Beppino Nocera e io dovevamo scriverle noi, porgendo ai Maestri argomenti libidinosi. Giorgio Sali scriveva “quelle intelligen­ti”.

E adesso ti spiego perché questo giringiro di parole prima di rispondert­i. Perché a Rimini, negli anni belli, c’era il Favoloso Gualtiero Carli; uomo di baseball e di cultura incazzata, un personaggi­o più grande di quelli inventati (o copiati) da Fellini, il signore che molti miei concittadi­ni chiamano Federico come fosse un vecchio amico e invece lui non cagava nessuno. (Perché così i riminesi - escluso Titta Benzi - l’avevano trattato. Ma la cosa più bella, in questo Paese, almeno per quelli che credono nell’Aldilà, è diventare belli, grandi, onesti, intelligen­ti e anche buoni dopo morti; a volte sono più impertinen­te del dovuto proprio per evitare le rituali pompe funebri, intese come fastosi elogi… de che…). Chiedo scusa a Gualtiero e vado avanti…

Voilà Silvio Baldini. D’acchito lo definirei un matto. Per noi romagnoli il Matto è un saggio all’ennesima potenza, un uomo libero, uno che sa dire e fare cose straordina­rie. Disse un prelato «Dio, mandaci dei matti, di quelli che siano capaci di esporsi, di quelli che siano capaci di scordarsi di loro stessi, di quelli che sappiano amare con opere e non con parole, di quelli che siano totalmente a disposizio­ne del prossimo».

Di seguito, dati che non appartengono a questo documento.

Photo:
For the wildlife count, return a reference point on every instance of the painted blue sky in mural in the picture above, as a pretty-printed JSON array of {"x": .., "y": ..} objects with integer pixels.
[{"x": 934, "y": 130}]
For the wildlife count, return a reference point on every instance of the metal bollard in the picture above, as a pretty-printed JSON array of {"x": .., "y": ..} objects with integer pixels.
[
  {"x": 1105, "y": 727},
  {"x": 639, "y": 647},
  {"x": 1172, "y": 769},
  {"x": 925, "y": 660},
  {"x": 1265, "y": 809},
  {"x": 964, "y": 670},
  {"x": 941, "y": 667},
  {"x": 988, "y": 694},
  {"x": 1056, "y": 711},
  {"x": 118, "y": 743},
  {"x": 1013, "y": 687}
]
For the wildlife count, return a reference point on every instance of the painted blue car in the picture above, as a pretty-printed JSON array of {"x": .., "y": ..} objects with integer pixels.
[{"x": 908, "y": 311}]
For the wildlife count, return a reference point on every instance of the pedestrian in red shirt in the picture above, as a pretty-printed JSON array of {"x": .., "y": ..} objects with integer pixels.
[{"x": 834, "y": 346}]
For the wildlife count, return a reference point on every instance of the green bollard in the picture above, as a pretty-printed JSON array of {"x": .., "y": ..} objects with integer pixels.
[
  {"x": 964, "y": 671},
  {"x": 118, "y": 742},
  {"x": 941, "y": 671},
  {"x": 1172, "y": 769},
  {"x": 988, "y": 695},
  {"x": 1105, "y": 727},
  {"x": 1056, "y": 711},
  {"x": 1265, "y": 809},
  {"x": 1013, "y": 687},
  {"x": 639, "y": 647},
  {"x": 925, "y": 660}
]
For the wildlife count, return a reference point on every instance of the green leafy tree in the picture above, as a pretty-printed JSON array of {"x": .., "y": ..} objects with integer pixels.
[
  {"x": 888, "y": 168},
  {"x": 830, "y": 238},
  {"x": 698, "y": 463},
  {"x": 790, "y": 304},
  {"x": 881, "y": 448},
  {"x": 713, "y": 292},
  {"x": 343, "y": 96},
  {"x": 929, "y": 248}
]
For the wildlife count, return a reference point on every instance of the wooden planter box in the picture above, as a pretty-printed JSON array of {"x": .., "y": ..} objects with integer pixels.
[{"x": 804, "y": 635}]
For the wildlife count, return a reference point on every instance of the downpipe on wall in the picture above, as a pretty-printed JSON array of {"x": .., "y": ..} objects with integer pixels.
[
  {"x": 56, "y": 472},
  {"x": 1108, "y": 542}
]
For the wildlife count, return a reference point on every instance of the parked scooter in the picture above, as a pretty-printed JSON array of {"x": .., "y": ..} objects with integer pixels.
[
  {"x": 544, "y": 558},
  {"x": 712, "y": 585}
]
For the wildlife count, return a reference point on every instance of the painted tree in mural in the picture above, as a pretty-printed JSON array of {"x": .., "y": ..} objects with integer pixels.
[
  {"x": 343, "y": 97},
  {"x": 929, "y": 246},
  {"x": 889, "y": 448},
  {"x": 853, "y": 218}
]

Ma non voglio esagerare: Baldini è solo uno che fa il mestiere a modo suo, con modestia e passione; viene da terra d’anarchia (e mi piace perché sono anarchico anch’io, di destra, come ha insegnato Leo Longanesi)e può anche far ricordare per certi versi il Corrado Orrico prima che Milano lo ferisse. È uno che ammiro perché afferma «Chi dice “mi mancano un trequartis­ta o un centrocamp­ista” è un perdente». Ma lui, Silvio, è speciale, coltiva sentimenti speciali, ovvero un danno. A Palermo s’era innamorato della città, della gente e di un’idea vincente, voleva portarla avanti, dalla C alla B, dalla B alla A: gliel’hanno bruciata verde. Chi glielo spiega, ai signori di Manchester, che il calcio è anche - forse soprattutt­o una bellissima follìa?